On Monday, Facebook confirmed that they will be striking down posts that contain Holocaust denial conspiracy theories. This reverses an early decision by Mark Zuckerberg, the company’s CEO, where he stated that the content would stay up.
Two years ago, Zuckerberg told news outlets that, while he found such posts deeply offensive, he didn’t see it as Facebook’s place to act as the “arbiter of truth” on the matter.
However, pressure from critics was severe. Many noted that Facebook need not be arbiter of truth: the truth about the Holocaust is public historical record. The atrocities committed by the Third Reich are well-documented and historians are in agreement about the era.
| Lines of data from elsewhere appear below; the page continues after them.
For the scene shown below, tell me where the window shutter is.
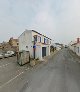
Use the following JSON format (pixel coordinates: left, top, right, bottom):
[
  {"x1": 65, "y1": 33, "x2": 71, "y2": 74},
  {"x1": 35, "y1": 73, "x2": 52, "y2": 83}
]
[{"x1": 40, "y1": 37, "x2": 41, "y2": 42}]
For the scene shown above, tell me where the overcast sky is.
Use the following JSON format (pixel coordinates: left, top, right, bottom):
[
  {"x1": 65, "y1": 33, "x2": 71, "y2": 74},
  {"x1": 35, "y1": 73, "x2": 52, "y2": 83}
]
[{"x1": 0, "y1": 0, "x2": 80, "y2": 44}]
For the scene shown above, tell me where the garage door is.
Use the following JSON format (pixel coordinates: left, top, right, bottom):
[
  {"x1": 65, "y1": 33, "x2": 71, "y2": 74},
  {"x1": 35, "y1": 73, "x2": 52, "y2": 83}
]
[{"x1": 42, "y1": 47, "x2": 46, "y2": 57}]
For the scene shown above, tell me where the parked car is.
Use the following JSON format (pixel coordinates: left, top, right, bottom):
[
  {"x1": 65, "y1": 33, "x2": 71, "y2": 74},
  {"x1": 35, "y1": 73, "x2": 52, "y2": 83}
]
[
  {"x1": 4, "y1": 53, "x2": 10, "y2": 58},
  {"x1": 0, "y1": 53, "x2": 4, "y2": 59},
  {"x1": 7, "y1": 51, "x2": 15, "y2": 57},
  {"x1": 65, "y1": 45, "x2": 68, "y2": 48}
]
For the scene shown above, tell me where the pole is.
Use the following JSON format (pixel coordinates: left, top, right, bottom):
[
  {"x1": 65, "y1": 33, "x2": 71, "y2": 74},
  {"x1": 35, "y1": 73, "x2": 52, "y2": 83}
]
[{"x1": 34, "y1": 37, "x2": 36, "y2": 59}]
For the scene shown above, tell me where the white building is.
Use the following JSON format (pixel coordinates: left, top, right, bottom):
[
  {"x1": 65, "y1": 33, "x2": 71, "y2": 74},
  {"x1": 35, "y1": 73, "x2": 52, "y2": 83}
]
[
  {"x1": 69, "y1": 38, "x2": 80, "y2": 56},
  {"x1": 75, "y1": 42, "x2": 80, "y2": 56},
  {"x1": 19, "y1": 30, "x2": 52, "y2": 60},
  {"x1": 53, "y1": 43, "x2": 62, "y2": 51},
  {"x1": 68, "y1": 41, "x2": 76, "y2": 52}
]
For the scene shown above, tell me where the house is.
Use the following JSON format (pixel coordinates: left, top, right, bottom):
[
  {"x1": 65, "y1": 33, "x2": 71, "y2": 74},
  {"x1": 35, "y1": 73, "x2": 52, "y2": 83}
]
[
  {"x1": 0, "y1": 43, "x2": 2, "y2": 53},
  {"x1": 69, "y1": 38, "x2": 80, "y2": 56},
  {"x1": 0, "y1": 43, "x2": 2, "y2": 49},
  {"x1": 0, "y1": 37, "x2": 19, "y2": 53},
  {"x1": 68, "y1": 41, "x2": 76, "y2": 52},
  {"x1": 54, "y1": 43, "x2": 63, "y2": 50},
  {"x1": 19, "y1": 29, "x2": 52, "y2": 60},
  {"x1": 1, "y1": 42, "x2": 13, "y2": 52},
  {"x1": 9, "y1": 37, "x2": 19, "y2": 52},
  {"x1": 9, "y1": 37, "x2": 19, "y2": 47},
  {"x1": 74, "y1": 38, "x2": 80, "y2": 56}
]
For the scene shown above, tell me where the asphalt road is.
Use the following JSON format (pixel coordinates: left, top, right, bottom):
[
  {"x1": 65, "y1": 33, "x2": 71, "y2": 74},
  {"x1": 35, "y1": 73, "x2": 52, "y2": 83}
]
[{"x1": 0, "y1": 48, "x2": 80, "y2": 92}]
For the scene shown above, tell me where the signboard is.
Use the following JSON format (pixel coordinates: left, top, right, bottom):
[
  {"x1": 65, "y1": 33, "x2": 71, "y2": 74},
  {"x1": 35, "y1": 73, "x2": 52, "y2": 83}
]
[{"x1": 33, "y1": 45, "x2": 36, "y2": 49}]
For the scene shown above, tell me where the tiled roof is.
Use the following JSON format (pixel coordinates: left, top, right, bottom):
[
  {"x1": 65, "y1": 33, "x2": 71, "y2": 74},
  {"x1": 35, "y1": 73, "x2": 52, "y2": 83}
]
[{"x1": 32, "y1": 30, "x2": 52, "y2": 40}]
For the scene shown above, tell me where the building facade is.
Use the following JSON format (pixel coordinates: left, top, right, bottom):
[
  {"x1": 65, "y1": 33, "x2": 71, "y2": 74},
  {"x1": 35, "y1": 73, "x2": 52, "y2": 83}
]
[
  {"x1": 9, "y1": 37, "x2": 19, "y2": 47},
  {"x1": 19, "y1": 30, "x2": 52, "y2": 60},
  {"x1": 69, "y1": 38, "x2": 80, "y2": 56}
]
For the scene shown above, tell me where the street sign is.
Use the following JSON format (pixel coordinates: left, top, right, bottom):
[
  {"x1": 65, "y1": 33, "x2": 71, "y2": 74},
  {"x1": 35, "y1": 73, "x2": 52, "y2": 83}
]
[{"x1": 33, "y1": 45, "x2": 36, "y2": 49}]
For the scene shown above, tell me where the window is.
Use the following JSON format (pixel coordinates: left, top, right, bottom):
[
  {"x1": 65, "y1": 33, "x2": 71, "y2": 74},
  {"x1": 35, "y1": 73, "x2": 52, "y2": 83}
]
[
  {"x1": 34, "y1": 35, "x2": 41, "y2": 43},
  {"x1": 44, "y1": 38, "x2": 46, "y2": 43},
  {"x1": 45, "y1": 39, "x2": 47, "y2": 44},
  {"x1": 34, "y1": 35, "x2": 37, "y2": 41},
  {"x1": 47, "y1": 39, "x2": 49, "y2": 44},
  {"x1": 26, "y1": 46, "x2": 28, "y2": 48},
  {"x1": 40, "y1": 37, "x2": 41, "y2": 42},
  {"x1": 50, "y1": 41, "x2": 51, "y2": 44},
  {"x1": 37, "y1": 36, "x2": 40, "y2": 42},
  {"x1": 78, "y1": 47, "x2": 79, "y2": 53},
  {"x1": 44, "y1": 38, "x2": 48, "y2": 44},
  {"x1": 17, "y1": 43, "x2": 19, "y2": 45}
]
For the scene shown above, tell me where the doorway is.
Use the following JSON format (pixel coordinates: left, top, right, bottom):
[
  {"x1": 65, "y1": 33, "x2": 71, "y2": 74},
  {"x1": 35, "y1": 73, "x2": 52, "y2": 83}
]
[{"x1": 42, "y1": 47, "x2": 46, "y2": 57}]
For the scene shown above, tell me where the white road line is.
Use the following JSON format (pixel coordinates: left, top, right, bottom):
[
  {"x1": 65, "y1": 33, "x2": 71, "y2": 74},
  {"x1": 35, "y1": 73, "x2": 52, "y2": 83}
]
[
  {"x1": 0, "y1": 71, "x2": 24, "y2": 89},
  {"x1": 25, "y1": 67, "x2": 29, "y2": 70},
  {"x1": 0, "y1": 63, "x2": 10, "y2": 68},
  {"x1": 0, "y1": 67, "x2": 30, "y2": 89}
]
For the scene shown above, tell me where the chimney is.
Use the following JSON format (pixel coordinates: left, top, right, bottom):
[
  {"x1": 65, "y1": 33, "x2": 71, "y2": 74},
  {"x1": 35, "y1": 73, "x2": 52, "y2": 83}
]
[{"x1": 77, "y1": 38, "x2": 80, "y2": 43}]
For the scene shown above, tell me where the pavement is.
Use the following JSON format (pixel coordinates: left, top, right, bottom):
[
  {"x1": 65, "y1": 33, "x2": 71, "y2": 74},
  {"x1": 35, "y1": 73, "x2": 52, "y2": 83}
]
[{"x1": 0, "y1": 48, "x2": 80, "y2": 92}]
Firsthand witnesses to the events are still alive to this day, and their recollections are corroborated by contemporary first-hand sources such as photographic evidence and military documentation.
In a post on Monday, Zuckerberg stated that his thinking on the matter has “evolved” in light of current events. Data shows an alarming number of young people are uneducated or undereducated about the Holocaust, and Holocaust denial is more common now than in prior years.
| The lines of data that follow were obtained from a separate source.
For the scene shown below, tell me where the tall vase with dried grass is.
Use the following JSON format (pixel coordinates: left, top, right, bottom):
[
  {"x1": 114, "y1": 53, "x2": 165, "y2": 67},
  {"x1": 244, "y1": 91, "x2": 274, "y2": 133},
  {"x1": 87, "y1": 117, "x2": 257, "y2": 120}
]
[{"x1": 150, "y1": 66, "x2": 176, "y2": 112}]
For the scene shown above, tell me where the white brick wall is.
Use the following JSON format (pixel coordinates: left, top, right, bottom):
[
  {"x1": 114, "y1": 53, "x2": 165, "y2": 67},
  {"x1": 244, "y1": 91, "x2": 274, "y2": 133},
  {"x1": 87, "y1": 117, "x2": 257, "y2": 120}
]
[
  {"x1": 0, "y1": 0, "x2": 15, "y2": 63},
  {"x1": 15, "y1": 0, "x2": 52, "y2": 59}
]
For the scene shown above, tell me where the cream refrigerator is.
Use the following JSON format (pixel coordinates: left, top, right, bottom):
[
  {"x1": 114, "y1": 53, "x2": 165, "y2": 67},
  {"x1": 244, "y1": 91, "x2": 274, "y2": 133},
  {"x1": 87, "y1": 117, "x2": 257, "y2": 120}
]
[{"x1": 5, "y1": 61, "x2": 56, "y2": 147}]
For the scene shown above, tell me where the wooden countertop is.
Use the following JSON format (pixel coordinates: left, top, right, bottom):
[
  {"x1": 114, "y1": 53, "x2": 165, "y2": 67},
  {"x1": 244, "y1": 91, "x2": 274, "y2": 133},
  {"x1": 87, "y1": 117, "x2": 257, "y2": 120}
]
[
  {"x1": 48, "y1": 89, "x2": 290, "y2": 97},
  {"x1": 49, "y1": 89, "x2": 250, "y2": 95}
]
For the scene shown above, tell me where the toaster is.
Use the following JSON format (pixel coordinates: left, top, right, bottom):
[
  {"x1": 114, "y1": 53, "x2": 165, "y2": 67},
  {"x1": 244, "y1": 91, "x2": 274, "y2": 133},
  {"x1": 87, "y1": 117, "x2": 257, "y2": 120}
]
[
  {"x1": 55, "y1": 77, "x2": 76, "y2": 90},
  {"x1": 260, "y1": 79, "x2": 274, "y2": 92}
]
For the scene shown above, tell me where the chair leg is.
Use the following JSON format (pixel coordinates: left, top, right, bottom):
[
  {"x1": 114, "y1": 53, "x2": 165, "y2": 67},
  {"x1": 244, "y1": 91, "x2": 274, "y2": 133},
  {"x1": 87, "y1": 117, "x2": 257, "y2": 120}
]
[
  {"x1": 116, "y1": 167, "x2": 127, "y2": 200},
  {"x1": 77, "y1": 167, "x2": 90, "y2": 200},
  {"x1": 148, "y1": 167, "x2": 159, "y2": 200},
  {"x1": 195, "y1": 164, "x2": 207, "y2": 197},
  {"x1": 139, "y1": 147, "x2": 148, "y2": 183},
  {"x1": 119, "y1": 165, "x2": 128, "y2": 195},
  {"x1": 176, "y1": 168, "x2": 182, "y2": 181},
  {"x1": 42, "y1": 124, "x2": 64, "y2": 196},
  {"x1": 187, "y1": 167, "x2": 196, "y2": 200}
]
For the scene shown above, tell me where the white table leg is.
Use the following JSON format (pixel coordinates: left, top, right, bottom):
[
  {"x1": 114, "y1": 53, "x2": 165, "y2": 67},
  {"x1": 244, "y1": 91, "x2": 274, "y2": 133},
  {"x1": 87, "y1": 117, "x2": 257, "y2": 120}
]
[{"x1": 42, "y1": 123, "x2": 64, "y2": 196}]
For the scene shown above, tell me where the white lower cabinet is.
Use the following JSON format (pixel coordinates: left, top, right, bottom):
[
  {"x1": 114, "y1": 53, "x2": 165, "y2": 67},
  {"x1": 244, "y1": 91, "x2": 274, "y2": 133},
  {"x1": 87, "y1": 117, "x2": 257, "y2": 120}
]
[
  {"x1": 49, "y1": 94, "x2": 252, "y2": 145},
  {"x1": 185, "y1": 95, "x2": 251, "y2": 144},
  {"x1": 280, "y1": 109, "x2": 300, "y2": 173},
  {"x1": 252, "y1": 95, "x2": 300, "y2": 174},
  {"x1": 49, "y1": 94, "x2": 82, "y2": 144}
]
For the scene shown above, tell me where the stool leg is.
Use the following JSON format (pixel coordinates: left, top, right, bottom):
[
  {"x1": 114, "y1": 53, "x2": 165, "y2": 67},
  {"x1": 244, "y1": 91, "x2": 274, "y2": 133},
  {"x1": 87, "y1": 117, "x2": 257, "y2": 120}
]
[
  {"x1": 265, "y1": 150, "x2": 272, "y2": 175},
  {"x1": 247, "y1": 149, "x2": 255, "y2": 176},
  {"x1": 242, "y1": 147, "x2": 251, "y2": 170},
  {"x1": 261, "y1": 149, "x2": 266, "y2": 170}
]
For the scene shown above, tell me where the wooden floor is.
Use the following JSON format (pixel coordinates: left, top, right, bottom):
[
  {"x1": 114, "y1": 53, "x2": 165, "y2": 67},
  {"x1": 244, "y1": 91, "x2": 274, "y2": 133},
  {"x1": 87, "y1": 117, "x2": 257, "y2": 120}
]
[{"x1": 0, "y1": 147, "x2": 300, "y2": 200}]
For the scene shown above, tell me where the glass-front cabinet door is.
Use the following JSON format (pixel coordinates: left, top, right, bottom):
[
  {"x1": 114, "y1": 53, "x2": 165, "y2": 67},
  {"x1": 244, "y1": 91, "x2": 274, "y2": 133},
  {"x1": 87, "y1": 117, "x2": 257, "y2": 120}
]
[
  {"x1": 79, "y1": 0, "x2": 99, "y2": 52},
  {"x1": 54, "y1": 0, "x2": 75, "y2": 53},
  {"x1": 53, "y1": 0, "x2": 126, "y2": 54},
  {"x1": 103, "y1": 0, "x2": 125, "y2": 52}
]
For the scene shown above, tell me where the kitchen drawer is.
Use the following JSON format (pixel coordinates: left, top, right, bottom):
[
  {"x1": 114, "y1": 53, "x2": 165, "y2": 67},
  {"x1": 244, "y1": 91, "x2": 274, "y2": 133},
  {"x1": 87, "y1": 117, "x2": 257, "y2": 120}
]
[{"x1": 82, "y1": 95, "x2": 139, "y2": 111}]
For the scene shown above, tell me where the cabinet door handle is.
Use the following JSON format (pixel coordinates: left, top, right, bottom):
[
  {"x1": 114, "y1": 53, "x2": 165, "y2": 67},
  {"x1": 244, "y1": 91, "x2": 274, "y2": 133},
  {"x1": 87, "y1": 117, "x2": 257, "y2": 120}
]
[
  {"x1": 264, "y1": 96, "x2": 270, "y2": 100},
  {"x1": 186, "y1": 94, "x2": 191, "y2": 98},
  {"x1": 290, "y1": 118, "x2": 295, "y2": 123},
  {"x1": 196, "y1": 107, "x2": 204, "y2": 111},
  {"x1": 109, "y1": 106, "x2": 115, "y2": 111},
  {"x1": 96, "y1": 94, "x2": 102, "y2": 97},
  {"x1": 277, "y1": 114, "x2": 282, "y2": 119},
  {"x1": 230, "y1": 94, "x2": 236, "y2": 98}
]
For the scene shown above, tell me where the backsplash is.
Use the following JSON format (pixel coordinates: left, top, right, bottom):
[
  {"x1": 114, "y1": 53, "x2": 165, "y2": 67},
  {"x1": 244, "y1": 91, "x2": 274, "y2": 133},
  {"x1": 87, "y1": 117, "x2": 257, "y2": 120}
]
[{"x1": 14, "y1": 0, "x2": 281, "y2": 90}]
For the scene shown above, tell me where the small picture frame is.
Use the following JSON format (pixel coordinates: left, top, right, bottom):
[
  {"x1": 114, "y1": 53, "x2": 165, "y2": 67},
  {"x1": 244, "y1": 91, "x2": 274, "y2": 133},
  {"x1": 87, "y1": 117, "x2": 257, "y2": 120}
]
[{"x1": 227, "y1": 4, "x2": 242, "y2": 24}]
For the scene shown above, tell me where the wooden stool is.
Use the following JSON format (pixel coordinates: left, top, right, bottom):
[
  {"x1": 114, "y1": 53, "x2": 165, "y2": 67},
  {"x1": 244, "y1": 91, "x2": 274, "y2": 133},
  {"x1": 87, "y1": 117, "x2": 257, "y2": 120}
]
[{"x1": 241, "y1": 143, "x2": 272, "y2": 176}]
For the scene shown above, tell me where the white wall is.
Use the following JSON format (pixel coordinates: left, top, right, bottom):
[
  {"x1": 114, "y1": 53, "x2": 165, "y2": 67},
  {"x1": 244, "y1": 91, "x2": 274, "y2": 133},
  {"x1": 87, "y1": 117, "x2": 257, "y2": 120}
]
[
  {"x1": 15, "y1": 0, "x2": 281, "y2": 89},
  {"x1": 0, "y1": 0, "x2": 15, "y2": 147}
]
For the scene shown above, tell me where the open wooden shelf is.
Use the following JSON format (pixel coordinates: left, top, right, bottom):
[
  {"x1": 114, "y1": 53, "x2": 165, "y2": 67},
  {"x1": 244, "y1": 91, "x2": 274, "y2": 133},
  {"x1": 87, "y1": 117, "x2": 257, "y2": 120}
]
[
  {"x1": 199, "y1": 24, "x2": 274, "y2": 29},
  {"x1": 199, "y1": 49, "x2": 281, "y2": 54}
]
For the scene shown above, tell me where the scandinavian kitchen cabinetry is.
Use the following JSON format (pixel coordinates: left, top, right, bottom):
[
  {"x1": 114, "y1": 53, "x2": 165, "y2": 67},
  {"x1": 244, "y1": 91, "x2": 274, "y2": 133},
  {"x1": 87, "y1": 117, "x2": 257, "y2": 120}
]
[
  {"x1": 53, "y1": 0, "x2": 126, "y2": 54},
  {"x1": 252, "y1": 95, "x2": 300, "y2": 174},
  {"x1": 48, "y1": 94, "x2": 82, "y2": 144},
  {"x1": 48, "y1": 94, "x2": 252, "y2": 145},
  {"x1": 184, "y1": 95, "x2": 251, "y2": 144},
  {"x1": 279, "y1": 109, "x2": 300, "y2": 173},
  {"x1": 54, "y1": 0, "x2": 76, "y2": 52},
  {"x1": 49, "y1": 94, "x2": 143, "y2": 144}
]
Further, violence against Jewish people is once again on the rise, leading to increased calls for social media platforms to crack down on hate speech.
“I’ve struggled with the tension between standing for free expression and the harm caused by minimizing or denying the horror of the Holocaust,” Zuckerberg wrote in the post. “Drawing the right lines between what is and isn’t acceptable speech isn’t straightforward, but with the current state of the world, I believe this is the right balance.”
The social media site will now be removing Holocaust denial posts from the platform. Further, they’ve stated that they have plans to direct users who search for terms relating to the Holocaust to credible sources on historical, educational sites. Monika Bickert, head of content policy, said it may take “some time” to implement this redirection change, however.
The social media site has faced mounting pressure from outside groups to crack down on hate speech. Further, misinformation relating to voting and other current events often draws the ire of watchdog groups when the site allows such posts to circulate widely.
While Zuckerberg’s earlier stance on these topics was to employ a hands-off attitude, it seems he’s now changing his tune. Whether that’s due to a change of heart or simply the increased pressure from outside organizations is unclear.